Detective Lieutenant ARCHIE CARMICHAEL was a native of Kilbrandon, Argyllshire, and came to Glasgow in 1859 to join the Glasgow Police. Within five years he was promoted to Sergeant and in 1869 he found his true vocation as a Detective Officer.
In 1874 he was promoted to Detective Sub-Inspector and transferred to ‘E’ (Northern) Division and in 1876, he was transferred to ‘A’ (Central) Division. He had brilliant abilities and untiring energy and perseverance which lead him to be known as “Glasgow’s Sherlock Holmes”
It was during this period of his service that he was heavily involved in the investigation into the ‘Dynamitards’, a group of politically motivated Irishmen called ‘The Ribbon Society’. They set of three bombs in the City in January 1883, blowing up a gasometer at the Tradeston Gas Works, a shed in Buchanan Railway Station and an abortive attempt to blow up the Possil Aqueduct, in an attempt to flood the City from the canal.

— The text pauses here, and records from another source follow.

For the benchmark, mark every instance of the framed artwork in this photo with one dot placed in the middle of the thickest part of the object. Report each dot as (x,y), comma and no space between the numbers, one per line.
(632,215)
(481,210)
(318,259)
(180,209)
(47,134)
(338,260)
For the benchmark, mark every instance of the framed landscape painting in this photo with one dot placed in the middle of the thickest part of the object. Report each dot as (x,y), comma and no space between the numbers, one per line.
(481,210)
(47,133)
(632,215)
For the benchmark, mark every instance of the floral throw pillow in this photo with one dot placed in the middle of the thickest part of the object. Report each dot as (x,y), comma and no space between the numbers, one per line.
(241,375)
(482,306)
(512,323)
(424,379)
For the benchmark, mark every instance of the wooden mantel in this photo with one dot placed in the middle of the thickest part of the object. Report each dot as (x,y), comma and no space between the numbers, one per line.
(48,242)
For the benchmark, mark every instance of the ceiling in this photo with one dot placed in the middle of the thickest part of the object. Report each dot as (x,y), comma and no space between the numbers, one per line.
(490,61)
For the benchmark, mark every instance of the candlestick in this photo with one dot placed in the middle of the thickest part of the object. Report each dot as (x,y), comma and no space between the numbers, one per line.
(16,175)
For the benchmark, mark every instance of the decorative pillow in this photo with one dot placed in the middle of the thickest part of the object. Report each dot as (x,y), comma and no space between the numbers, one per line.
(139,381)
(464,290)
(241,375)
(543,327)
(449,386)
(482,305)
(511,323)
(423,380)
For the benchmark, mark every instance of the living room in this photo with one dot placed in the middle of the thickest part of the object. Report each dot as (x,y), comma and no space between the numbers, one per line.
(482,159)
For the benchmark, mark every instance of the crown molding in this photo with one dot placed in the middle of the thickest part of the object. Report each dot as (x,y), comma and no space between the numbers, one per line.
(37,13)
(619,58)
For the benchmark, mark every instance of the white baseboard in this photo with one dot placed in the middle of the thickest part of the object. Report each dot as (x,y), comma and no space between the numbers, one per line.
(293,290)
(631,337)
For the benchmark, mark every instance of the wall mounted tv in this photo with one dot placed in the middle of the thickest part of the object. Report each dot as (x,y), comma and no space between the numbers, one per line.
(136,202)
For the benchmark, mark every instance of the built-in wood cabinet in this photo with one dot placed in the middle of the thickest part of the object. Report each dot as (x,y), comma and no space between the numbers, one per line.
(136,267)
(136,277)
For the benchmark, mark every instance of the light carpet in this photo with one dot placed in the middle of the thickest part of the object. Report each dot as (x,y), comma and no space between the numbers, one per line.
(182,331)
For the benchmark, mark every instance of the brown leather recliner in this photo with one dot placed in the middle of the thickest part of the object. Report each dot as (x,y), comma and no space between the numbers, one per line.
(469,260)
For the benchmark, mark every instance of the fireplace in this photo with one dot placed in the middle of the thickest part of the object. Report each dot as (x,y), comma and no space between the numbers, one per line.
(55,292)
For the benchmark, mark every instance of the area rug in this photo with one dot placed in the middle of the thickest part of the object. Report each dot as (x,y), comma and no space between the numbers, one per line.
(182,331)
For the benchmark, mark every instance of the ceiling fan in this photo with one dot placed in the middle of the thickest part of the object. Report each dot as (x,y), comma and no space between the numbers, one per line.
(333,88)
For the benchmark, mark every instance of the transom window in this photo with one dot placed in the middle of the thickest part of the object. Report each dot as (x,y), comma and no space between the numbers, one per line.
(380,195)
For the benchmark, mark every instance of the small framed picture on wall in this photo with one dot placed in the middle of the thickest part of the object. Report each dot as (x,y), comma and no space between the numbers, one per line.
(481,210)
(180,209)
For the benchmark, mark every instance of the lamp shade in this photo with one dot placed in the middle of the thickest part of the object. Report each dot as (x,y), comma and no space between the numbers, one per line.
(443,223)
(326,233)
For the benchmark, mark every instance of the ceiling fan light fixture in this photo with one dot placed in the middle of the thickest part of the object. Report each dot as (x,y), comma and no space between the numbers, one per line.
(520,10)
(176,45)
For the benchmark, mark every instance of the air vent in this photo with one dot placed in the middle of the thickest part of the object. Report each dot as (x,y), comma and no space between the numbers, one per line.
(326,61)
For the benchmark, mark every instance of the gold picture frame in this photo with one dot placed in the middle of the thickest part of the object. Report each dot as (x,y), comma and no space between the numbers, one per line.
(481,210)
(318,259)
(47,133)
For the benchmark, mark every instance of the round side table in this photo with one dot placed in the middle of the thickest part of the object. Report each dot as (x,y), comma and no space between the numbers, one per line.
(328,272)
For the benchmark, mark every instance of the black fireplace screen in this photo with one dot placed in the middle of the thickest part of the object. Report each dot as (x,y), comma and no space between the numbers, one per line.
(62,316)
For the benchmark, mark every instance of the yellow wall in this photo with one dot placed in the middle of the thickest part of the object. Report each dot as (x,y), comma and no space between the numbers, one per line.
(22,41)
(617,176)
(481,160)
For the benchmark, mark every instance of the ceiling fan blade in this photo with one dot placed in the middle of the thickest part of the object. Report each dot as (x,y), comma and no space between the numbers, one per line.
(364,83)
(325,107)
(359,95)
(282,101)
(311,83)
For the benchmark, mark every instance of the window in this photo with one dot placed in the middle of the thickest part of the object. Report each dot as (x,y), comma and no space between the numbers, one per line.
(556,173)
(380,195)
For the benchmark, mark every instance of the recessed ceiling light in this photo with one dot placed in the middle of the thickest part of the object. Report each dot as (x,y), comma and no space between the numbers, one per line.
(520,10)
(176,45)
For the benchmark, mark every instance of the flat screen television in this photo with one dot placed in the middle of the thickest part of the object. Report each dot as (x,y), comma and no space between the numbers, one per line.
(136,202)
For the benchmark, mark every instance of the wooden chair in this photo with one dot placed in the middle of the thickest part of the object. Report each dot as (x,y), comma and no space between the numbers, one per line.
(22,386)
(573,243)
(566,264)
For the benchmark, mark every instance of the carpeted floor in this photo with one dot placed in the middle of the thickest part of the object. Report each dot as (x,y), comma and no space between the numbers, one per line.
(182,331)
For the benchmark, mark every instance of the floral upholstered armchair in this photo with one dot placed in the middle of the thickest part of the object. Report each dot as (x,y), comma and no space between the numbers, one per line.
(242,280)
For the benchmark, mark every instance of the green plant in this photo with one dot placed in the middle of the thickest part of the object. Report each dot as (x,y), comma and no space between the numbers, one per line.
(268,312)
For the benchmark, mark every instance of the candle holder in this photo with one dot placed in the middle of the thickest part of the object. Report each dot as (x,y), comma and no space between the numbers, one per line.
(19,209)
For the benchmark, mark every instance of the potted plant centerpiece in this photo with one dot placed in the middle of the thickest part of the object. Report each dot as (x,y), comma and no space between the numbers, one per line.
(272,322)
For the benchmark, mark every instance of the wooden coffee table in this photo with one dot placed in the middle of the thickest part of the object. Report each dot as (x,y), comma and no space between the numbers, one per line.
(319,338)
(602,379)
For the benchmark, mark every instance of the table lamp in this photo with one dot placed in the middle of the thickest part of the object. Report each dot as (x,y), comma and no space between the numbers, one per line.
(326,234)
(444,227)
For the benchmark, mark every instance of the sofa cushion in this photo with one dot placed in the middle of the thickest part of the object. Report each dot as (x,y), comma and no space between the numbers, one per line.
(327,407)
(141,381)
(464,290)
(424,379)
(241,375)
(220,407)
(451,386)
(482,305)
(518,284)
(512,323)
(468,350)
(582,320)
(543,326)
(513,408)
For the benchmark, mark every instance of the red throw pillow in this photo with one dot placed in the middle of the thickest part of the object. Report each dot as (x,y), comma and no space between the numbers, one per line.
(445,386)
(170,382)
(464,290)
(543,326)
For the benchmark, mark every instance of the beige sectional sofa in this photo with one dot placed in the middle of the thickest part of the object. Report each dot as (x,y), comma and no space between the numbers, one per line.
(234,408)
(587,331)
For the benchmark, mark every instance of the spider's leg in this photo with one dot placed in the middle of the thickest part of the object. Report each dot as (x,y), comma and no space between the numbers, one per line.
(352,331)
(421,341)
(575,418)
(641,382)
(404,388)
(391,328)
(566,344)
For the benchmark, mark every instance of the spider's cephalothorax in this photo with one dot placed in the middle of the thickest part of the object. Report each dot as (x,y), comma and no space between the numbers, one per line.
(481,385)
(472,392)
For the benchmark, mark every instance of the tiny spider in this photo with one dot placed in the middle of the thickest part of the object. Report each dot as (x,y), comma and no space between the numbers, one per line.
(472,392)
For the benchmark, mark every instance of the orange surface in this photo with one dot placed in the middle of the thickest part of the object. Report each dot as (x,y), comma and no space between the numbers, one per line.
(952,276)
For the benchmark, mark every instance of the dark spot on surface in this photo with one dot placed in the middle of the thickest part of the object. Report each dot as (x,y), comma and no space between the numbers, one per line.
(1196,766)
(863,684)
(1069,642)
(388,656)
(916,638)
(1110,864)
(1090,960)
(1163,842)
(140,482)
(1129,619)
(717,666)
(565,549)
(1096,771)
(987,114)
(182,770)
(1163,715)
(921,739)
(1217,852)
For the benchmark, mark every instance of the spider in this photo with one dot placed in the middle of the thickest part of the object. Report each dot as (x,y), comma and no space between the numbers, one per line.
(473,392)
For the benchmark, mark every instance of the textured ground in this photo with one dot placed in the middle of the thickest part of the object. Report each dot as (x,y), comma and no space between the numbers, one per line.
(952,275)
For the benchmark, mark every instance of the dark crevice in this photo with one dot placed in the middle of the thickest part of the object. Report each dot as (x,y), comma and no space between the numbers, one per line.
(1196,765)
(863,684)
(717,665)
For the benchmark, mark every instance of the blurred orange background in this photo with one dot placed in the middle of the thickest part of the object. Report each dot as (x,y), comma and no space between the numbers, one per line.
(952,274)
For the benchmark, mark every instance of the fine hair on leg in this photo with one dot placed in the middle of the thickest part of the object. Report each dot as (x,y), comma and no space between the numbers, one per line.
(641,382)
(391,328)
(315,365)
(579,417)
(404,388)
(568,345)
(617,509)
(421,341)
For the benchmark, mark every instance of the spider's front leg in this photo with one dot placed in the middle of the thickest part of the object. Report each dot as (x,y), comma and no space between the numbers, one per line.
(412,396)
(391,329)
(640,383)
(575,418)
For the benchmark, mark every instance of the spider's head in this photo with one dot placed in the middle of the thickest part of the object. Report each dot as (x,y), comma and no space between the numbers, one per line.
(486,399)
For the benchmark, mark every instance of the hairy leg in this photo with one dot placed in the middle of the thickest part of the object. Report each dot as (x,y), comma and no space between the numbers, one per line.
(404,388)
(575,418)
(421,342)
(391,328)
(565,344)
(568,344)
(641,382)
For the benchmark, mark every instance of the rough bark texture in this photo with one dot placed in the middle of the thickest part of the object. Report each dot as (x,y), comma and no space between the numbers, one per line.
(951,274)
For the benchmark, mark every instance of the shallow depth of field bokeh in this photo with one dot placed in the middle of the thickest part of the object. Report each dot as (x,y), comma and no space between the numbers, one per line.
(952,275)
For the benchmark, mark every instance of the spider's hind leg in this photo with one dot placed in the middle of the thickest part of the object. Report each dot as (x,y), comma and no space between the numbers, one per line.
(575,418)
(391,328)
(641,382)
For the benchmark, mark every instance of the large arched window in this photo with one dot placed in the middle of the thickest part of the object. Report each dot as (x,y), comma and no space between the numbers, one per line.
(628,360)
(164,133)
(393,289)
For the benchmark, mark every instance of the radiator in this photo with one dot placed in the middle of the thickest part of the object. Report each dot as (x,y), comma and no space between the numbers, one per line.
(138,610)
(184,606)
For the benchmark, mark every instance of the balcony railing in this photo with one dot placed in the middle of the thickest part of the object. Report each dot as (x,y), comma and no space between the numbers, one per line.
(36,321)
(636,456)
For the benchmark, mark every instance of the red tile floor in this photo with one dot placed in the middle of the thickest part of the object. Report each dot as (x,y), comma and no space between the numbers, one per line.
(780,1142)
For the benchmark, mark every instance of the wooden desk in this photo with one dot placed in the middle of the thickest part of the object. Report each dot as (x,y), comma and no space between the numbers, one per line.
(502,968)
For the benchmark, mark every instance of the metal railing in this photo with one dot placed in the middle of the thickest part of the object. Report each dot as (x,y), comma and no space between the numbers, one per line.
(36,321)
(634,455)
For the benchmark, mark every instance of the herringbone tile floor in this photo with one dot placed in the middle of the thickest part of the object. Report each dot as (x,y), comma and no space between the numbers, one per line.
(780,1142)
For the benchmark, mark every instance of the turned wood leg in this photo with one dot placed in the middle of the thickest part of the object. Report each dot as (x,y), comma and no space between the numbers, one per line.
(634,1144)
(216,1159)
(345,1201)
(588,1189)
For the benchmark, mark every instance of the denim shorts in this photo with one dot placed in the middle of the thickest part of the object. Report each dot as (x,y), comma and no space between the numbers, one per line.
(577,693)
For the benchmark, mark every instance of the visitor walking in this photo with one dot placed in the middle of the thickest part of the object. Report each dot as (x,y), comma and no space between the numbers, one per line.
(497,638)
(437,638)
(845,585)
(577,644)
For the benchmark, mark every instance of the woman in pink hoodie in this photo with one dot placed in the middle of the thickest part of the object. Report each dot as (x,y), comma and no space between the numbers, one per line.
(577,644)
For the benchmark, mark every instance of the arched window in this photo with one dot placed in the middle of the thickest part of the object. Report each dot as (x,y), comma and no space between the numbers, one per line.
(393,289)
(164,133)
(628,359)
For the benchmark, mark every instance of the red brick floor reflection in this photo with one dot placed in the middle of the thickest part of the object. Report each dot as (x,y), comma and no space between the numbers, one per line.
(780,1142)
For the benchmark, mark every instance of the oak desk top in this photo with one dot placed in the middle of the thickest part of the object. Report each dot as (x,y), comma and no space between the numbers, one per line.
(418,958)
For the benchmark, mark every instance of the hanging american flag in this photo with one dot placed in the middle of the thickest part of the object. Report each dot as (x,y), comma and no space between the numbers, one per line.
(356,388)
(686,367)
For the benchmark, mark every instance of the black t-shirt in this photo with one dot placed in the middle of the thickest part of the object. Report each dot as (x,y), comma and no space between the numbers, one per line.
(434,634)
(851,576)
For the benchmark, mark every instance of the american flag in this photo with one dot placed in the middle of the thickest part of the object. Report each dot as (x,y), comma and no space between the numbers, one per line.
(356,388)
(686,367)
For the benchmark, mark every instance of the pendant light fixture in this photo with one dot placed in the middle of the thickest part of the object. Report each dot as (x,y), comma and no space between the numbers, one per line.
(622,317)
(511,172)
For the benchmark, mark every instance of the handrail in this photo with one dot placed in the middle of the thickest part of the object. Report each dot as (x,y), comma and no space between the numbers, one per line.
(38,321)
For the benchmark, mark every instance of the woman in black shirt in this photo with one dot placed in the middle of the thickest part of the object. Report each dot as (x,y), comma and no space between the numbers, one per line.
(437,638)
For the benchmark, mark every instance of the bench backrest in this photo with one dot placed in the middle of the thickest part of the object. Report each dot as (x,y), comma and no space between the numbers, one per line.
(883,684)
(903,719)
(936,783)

After Detective Sub-Inspector Carmichael obtained evidence from Antwerp, Belgium, six culprits were arrested and given life sentences. Detective Carmichael and three other officers received silver City of Glasgow Municipal Merit medals and three senior officers received gold medals, from the City for their work in the case.
He served 30 of his 41 years service as a Detective and had a hand in every important case in that time. Such was the high regard in which he was held, that the rank of Detective Lieutenant was specially created for him. On one occasion, when the Town Council was discussing increased salaries with the Chief Constable, they granted a larger salary increase only to Detective Carmichael.
Archie Carmichael retired on 14 July 1900 and died on 17 July.